其中,该新增用户说法中还可以标注其他非必填非关键槽位。也就是说,当人机对话平台未提取到该非必填非关键的信息时,则人机对话平台认为没有该非必填非关键的信息,直接执行后续操作。
在本申请实施例中,槽位类型主要包括系统槽位类型和自定义槽位类型(也可称之为用户字典)。系统槽位类型为人机对话平台预先设置的槽位类型,系统槽位类型内的词为不可枚举,例如:sys.time、sys.location.city、sys.name、sys,phoneNum等。自定义槽位类型为技能开发者自行定义的槽位类型,自定义槽位类型内的词为有限数量。
如图7所示,为电子设备400显示的一种槽位类型的编辑页面700。技能开发者可以在输入框701输入新增的自定义槽位类型的文本,并按回车键确认。可以在取值项702的下方输入该新增的自定义槽位类型的取值,可以在该新增的自定义槽位类型对应的同义词703项的下方输入同义词后,点击“保存”按钮,即可完成一项新增自定义槽位类型。该槽位类型的编辑页面700还可以通过区域704中所示的多个控件,实现对自定义槽位类型的修改与删除等。在一些实施例中,该槽位类型的编辑页面700还可以支持批量添加槽位类型。例如:技能开发者可以通过点击批量添加按键705,选择上传特定文件类型或特定文件格式的文件来批量添加槽位类型。其中,特定文件类型或特定文件格式的文件中包含有一条或多条待新增的槽位类型的信息。本申请实施例对此不做限定。

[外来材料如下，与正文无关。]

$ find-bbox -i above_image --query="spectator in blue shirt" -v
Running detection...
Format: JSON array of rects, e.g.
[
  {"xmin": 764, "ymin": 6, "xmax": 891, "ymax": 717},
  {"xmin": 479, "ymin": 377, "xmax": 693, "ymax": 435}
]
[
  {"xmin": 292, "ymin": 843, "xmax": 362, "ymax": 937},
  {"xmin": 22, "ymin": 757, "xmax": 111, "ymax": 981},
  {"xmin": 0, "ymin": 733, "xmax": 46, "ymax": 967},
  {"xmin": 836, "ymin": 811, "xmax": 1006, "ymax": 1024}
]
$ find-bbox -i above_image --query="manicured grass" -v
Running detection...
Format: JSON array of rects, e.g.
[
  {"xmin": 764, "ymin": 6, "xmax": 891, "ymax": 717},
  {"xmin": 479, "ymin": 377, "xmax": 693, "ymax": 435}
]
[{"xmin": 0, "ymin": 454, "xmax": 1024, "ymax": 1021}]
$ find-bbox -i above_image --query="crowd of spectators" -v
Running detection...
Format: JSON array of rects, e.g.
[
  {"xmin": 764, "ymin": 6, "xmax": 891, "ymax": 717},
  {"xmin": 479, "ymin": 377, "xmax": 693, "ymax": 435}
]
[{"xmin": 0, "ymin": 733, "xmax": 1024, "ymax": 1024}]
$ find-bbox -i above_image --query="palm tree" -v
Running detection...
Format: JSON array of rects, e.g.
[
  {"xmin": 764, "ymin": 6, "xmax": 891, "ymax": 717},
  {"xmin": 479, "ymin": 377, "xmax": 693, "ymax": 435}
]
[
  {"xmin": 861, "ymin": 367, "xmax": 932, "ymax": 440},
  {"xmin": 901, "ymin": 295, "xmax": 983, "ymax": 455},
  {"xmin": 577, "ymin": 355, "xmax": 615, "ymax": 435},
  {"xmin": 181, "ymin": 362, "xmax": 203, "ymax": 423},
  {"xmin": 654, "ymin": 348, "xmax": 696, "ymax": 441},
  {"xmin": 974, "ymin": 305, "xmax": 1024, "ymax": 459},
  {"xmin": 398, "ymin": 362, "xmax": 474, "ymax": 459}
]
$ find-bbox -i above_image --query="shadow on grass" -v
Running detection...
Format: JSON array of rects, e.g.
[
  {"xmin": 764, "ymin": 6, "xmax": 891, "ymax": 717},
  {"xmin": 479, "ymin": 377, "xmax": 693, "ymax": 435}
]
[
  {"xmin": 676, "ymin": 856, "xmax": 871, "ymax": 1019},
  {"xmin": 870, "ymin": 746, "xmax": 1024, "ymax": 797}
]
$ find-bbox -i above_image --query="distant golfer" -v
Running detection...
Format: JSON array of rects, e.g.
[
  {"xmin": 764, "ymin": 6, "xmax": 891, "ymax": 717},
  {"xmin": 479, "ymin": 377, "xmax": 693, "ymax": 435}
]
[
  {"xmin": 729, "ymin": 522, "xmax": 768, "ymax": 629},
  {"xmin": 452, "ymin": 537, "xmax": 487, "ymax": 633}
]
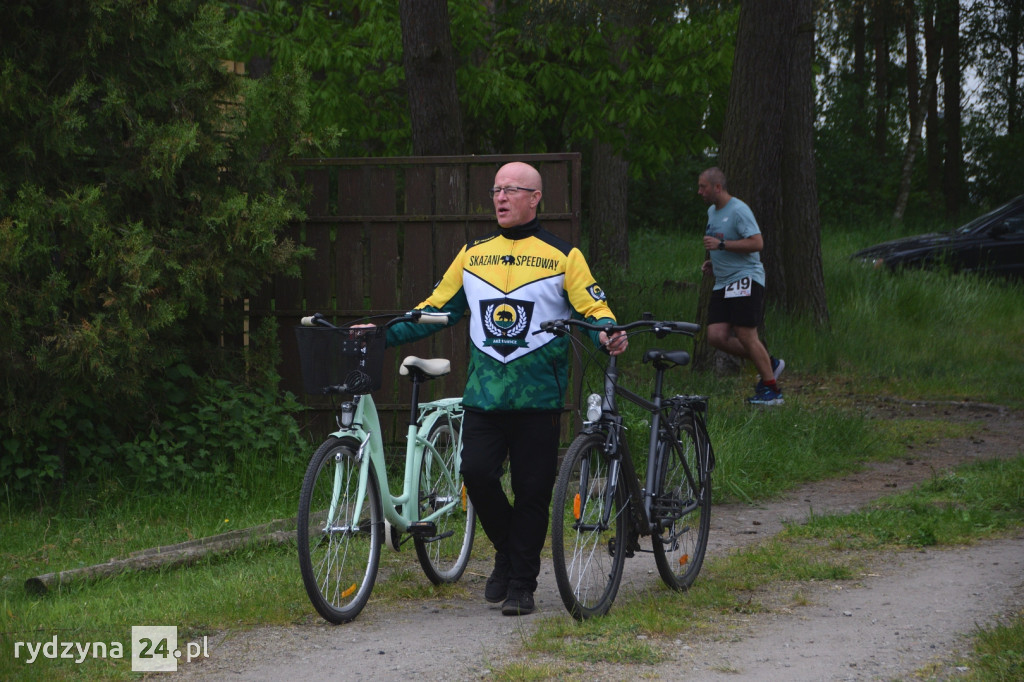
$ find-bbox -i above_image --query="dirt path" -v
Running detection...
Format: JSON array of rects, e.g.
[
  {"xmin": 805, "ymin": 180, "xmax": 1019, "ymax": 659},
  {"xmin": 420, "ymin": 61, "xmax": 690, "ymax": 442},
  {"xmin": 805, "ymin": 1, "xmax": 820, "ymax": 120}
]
[{"xmin": 167, "ymin": 403, "xmax": 1024, "ymax": 682}]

四、新技能设置完成,训练并发布新技能对应的人机对话模型
在技能开发者输入新技能所需的用户说法,并对用户说法中的槽位进行标注、属性设置、以及槽位类型的关联后,电子设备400可以显示页面800。技能开发者可以通过点击“开始训练”控件801,通知人机对话平台开始训练新技能对应的人机对话模型。人机对话平台训练出的该新技能对应的人机对话模块可以包括:领域分类模型、意图分类模型和槽位提取模型等。其中,领域分类模型可用于对用户话语进行领域分类。意图分类模型可用于对用户话语在对应的领域内再细分,识别出用户话权对应的新技能的意图。槽位提取模型可用于提取用户话语中的槽位信息。这样,可以根据意图分类模型输出的用户意图与槽位提取模型输出的槽位信息,执行用户意图对应的后续操作。

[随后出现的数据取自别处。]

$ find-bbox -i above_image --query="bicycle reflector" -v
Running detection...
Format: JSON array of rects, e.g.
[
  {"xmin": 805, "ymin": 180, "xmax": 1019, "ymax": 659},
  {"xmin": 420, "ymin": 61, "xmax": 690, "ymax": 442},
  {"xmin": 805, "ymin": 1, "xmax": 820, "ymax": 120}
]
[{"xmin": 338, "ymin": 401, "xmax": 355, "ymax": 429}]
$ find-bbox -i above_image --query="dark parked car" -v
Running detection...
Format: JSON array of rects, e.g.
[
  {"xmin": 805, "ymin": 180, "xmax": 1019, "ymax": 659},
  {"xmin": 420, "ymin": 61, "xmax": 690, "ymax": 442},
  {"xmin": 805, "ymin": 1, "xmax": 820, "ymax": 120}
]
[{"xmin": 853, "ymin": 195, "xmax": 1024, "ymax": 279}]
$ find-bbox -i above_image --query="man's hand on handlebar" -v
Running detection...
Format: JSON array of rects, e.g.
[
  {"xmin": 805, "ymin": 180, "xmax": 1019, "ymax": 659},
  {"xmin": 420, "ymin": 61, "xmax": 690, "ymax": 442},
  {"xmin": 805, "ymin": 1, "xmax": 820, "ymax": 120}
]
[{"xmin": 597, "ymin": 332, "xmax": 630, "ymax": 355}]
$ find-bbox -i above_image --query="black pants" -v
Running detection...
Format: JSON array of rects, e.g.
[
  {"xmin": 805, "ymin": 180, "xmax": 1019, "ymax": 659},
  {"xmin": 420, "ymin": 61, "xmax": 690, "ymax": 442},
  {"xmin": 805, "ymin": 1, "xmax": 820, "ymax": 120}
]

在人机对话平台生成新技能对应的人机对话模型之后,电子设备400可以显示页面900。技能开发者可以通过点击“发布技能”控件902,以通知人机对话平台发布该新技能,将该新技能对应的人机对话模型推送到线上,而后,其他终端可以通过与人机对话平台进行对话,以获取使得人机对话平台为其提供该新技能。页面900还可以包括“重新训练”的控件901,技能开发者可以通过该控件901,重新训练新技能对应的人机对话模型。
如图9所示,为本申请实施例提供的一种人机交互的方法,可运用于电子设备100与服务器200之间交互,该方法具体包括如下步骤:
S101、服务器200接收第一输入。
用户在使用电子设备100与服务器200进行对话交互时,可以通过语音的形式,也可以通过文本的形式,向服务器200提出相应的服务需求。若用户以语音形式输入时,服务器200可以通过自动语音识别模块对语音进行识别,识别为文本形式,即为第一输入,并输入到自然语言理解模块中。若用户以文本形式输入时,则服务器200将用户输入的文本,作为第一输入输入到自然语言理解模块中。

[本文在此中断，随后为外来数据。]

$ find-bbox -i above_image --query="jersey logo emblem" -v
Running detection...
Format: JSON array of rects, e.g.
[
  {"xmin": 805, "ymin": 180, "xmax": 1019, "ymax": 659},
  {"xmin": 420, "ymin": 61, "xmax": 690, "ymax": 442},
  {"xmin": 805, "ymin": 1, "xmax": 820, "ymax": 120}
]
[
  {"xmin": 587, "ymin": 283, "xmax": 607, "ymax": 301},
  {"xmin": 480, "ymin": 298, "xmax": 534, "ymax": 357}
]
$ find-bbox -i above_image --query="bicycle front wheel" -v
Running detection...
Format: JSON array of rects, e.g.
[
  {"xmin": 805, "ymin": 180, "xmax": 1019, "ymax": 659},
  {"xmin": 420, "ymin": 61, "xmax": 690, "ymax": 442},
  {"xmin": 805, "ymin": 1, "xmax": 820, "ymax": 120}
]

其中,第一输入可以是用户与服务器200的单轮对话中的一次话语,也可以是用户与服务器200的多轮对话中的多次话语,本申请实施例不做限定。
S102、服务器200根据第一输入,进行领域分类,确定第一输入对应的第一领域。
由于第一输入对应于用户的一个意图,即用户想要服务器200提供的一项服务或执行的一些操作。自然语言理解模块中的领域分类模块可以根据第一输入进行搜索和筛选,以确定出第一输入中用户意图是属于哪个具体的任务场景(即第一领域),并将该第一输入分发到具体的任务场景(即第一领域)中。
S103、服务器200将第一输入分发到第一领域,并识别第一输入对应第一意图。
自然语言理解模块中的意图识别模块可以进一步将第一输入中用户意图再细分为具体任务场景下的子场景,即识别出第一输入对应的用户意图(即第一意图)。
S104、服务器200根据第一意图对应的槽位配置,从第一输入中提取第一意图中各个槽位的信息。
其中,第一意图为服务器200上某个技能中的一个意图。技能开发者在配置该技能时,会对该技能中的第一意图配置相应的槽位,即第一意图需要提取哪些槽位,以及各个槽位的属性。因此,在确定第一输入对应的第一意图后,服务器200中的槽位 提取模块可以查找到该第一意图对应的槽位配置。
服务器200中的槽位提取模块可以识别出第一输入中包含的实体,调用槽位提取模块中存储的槽位提取模型,对这些实体进行运算,以确定出这些实体分别对应着第一意图中的哪些槽位,为这些实体打上相应槽位的标签。也可认为是将这些实体确认为相应槽位的取值,即提取到这些槽位的信息。例如:槽位提取模块识别出第一输入中的实体A,将实体A输入到槽位提取模型中各个槽位对应的算法,计算出实体A对应的各个置信度。若实体A输入到槽位A对应的算法中计算得到的置信度不满足预设条件,例如:小于预设阈值,例如阈值C,则认为实体A不是槽位A的信息。若实体A输入到槽位B对应的算法中计算得到的置信度满足预设条件,例如:大于或等于阈值C,则认为实体A为槽位B的信息。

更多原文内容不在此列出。